Ora, o uso desta arma argumentativa peca por curta. Karl Popper não pára por ali. Logo a seguir, o filósofo escreve: "Nessa formulação, não insinuo, por exemplo, que devamos sempre suprimir a expressão de filosofias intolerantes; desde que possamos combatê-las com argumentos racionais e mantê-las em xeque frente à opinião pública, suprimi-las seria, certamente, imprudente."
Apenas quando os intolerantes se recusam a debater e não se coíbem de apelar à força para impor a sua razão, Popper admite que se use da força em resposta.

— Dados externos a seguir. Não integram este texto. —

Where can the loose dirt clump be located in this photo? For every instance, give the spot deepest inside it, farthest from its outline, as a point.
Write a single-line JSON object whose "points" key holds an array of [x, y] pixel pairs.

O que Mamadou Ba diz é, regra geral, tonto e vezes demais intelectualmente desonesto. O que ele disse, pública e recentemente, sobre Marcelino da Mata aquando da sua morte, roça o abjecto; por várias ordens de razão. Estivesse ele a mim associado de alguma forma, repudiá-lo-ia sem reservas. Como não tenho nenhuma relação com ele, limito-me a reservar-me ao direito de o ter por um pulha. E tenho a certeza absoluta, até pela boca do próprio, que ele não defenderá tolerar o discurso dos seus contrapartes ideológicos. Repudiá-lo e rebatê-lo basta. Mais do que isso — deportá-lo, apesar da nacionalidade portuguesa, para o calar — é contrário à liberdade. Liberdade inclui a ofensa, que podemos não tolerar a nível pessoal, mas não podemos tolher apenas porque nos ofende. Defender a liberdade e a tolerância daqueles que dizem aquilo que nos agrada, ou não nos ofende, é fácil. Difícil é defender a liberdade de quem nos ofende; por isso mesmo o devemos fazer, mesmo que tenhamos a certeza de que aquele cuja liberdade defendemos não fará o mesmo uma vez os papéis invertidos.